Go back to the table and examine the market declines when the bear comes out of his box. Even the smallest decline from out of the box would put the 2007 bear in the #2 position. But when I consider the implications of everything I have discovered in this three part series, I believe that this bear market could be historic.

But let's give credit where credit is due. This bear market has benefited greatly from the best "policy" money can buy. One of these days, this bear will take a piece from the "policy makers" themselves. I suspect we will see it first in the 2007's Lundeen Bear Box. You buy them shoes and send them to college and this is what they did to us? The current gang of economic PhDs managing "policy" should only be allowed to publish books on economic black operations for the CIA. Nothing survives their touch.

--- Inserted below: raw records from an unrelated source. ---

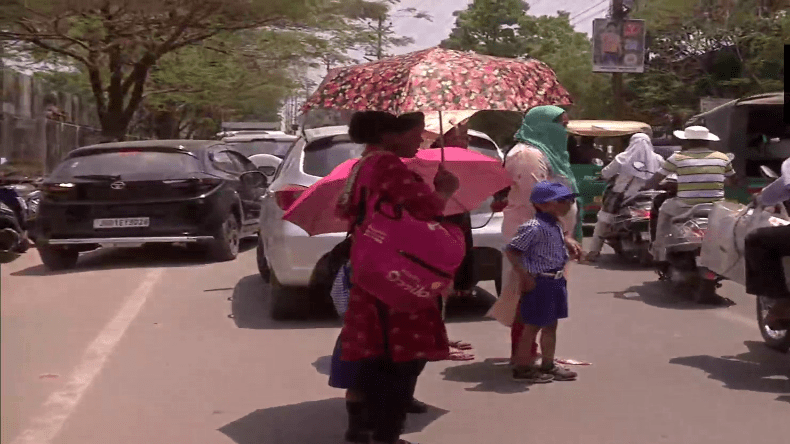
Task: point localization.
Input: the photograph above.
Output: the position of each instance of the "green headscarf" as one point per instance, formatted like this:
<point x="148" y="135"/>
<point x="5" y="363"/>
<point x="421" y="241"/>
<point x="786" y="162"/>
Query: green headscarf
<point x="541" y="130"/>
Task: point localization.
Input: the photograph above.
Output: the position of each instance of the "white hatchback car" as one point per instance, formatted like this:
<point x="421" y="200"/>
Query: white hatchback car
<point x="287" y="256"/>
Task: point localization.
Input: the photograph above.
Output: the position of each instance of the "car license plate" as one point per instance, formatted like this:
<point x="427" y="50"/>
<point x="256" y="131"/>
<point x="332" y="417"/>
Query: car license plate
<point x="124" y="222"/>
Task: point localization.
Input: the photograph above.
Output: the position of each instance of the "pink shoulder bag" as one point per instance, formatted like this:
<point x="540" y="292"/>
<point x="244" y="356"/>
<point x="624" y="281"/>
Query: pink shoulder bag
<point x="403" y="261"/>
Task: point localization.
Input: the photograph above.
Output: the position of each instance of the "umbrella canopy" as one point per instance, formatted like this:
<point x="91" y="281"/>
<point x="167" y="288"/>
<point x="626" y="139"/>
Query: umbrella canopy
<point x="439" y="79"/>
<point x="481" y="176"/>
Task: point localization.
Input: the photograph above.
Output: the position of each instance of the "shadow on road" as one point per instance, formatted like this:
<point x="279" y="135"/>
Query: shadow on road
<point x="613" y="262"/>
<point x="491" y="375"/>
<point x="314" y="422"/>
<point x="665" y="295"/>
<point x="758" y="370"/>
<point x="250" y="309"/>
<point x="323" y="365"/>
<point x="154" y="255"/>
<point x="251" y="302"/>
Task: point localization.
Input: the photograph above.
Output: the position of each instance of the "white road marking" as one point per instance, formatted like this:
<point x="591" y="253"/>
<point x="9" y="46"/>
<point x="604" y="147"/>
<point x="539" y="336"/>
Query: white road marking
<point x="61" y="404"/>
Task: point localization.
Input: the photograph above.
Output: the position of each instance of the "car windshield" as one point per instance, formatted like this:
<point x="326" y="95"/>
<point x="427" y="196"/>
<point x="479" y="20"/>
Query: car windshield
<point x="127" y="164"/>
<point x="268" y="146"/>
<point x="323" y="155"/>
<point x="484" y="146"/>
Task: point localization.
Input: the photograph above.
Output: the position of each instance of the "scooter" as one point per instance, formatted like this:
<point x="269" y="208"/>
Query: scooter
<point x="629" y="235"/>
<point x="776" y="339"/>
<point x="13" y="212"/>
<point x="629" y="232"/>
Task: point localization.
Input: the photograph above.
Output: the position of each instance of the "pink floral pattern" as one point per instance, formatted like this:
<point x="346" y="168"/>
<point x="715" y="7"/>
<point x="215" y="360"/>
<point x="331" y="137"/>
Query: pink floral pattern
<point x="439" y="79"/>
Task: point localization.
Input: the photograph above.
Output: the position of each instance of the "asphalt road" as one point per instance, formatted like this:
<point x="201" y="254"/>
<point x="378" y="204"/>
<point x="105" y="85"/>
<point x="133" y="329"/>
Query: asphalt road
<point x="156" y="346"/>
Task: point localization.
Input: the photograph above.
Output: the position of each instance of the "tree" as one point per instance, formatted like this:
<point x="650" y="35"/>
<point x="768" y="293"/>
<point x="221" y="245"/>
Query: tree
<point x="489" y="27"/>
<point x="716" y="48"/>
<point x="503" y="28"/>
<point x="116" y="43"/>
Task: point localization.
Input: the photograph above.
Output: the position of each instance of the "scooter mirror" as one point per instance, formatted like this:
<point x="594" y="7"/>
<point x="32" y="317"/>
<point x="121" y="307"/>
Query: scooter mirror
<point x="768" y="172"/>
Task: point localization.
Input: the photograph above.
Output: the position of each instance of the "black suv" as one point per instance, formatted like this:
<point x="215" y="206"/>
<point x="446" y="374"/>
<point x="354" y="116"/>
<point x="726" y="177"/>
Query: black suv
<point x="198" y="192"/>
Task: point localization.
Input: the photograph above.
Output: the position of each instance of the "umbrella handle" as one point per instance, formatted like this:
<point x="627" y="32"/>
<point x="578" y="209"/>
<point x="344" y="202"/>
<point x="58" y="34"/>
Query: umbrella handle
<point x="441" y="135"/>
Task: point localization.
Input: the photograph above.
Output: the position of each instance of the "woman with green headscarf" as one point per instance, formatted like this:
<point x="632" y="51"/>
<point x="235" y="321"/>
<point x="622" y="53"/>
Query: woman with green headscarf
<point x="541" y="154"/>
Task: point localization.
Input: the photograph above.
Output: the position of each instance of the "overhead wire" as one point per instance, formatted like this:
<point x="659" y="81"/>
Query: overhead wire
<point x="593" y="14"/>
<point x="591" y="7"/>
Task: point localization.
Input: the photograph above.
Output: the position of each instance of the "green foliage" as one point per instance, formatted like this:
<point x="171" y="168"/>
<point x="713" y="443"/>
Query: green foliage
<point x="117" y="43"/>
<point x="503" y="28"/>
<point x="715" y="49"/>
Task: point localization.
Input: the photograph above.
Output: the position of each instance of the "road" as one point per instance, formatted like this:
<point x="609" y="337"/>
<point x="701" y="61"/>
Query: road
<point x="157" y="346"/>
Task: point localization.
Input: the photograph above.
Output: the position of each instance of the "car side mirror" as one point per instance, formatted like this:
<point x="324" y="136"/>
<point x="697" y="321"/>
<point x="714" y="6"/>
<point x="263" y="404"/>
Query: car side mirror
<point x="267" y="170"/>
<point x="254" y="179"/>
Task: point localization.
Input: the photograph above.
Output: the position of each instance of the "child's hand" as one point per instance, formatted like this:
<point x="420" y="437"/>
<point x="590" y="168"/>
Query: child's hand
<point x="526" y="284"/>
<point x="574" y="248"/>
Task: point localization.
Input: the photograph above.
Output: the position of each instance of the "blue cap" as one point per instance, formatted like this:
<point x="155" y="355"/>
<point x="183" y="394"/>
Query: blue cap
<point x="544" y="192"/>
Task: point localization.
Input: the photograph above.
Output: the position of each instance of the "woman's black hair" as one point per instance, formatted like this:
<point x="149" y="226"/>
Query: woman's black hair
<point x="367" y="127"/>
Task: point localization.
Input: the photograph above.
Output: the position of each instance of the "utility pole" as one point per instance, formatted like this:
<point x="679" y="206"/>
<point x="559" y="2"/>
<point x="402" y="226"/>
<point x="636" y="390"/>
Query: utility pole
<point x="618" y="15"/>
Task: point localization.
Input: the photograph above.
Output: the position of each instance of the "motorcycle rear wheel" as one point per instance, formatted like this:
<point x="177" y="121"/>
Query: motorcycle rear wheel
<point x="776" y="339"/>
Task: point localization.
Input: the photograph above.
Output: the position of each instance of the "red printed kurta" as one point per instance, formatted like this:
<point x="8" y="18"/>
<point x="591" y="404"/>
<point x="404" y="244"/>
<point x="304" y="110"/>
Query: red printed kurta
<point x="413" y="335"/>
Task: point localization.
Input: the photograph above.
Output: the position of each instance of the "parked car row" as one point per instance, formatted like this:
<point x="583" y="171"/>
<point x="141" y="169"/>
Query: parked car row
<point x="128" y="194"/>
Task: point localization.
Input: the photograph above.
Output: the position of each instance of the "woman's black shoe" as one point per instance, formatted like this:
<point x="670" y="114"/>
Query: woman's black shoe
<point x="417" y="407"/>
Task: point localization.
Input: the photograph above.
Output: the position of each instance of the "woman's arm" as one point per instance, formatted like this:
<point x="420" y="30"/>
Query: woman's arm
<point x="610" y="170"/>
<point x="402" y="186"/>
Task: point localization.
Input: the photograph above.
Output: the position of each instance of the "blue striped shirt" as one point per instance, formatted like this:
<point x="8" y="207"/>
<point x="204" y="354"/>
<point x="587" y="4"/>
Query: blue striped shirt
<point x="341" y="290"/>
<point x="541" y="244"/>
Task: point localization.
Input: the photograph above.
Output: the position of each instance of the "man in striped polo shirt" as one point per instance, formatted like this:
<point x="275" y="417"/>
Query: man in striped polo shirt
<point x="702" y="174"/>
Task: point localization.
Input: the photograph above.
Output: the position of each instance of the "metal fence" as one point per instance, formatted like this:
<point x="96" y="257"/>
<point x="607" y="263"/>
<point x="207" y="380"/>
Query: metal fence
<point x="37" y="145"/>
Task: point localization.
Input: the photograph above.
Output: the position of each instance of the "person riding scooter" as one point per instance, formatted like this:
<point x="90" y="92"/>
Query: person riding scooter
<point x="630" y="180"/>
<point x="763" y="254"/>
<point x="701" y="176"/>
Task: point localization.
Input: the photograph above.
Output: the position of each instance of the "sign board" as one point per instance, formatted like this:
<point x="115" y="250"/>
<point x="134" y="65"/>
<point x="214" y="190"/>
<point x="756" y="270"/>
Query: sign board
<point x="708" y="103"/>
<point x="618" y="47"/>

As I've said before, I am not cheering for the 2007 bear. But after reviewing my work in these three articles covering the DJIA -40% bear markets, I can't be optimistic about the prospects of being long in the stock market. And for someone who is taking a bearish position, they see their counter-parties rolling over daily on CNBC.

God help us all!

This is exactly what happened in the 1930s. Rock solid positions turned into quicksand. So where is safety to be found? In the 1930s the only stock group that ultimately prospered was the gold mining shares. As in 2008, gold mining shares fell with the rest of the market, at first. But in the Great Depression, as the crisis deepen; Homestake Mining and Alaska Juneau Gold reversed and took off to become very profitable to their shareholders.

Time will tell whether or not the past will be prologue for the 2007 bear market. No doubt "policy" is opposing such a bull market in the gold mining stock sector as I write this. But looking at how successfully they have handled the bear market everywhere else, fighting a precious metal bull will be another battle "policy" will lose. When they make the US dollar worthless, gold and silver will shine!

If anyone interested in researching a detailed break-down of the 1929-1933 financial markets, I recommend Barrie A. Wigmore's: "The Crash and its Aftermath."

I don't like it, but so far the 2007 bear is on track with 1929.

In the Aztec language the name for gold is teocuitlatl which means "excrement of the gods."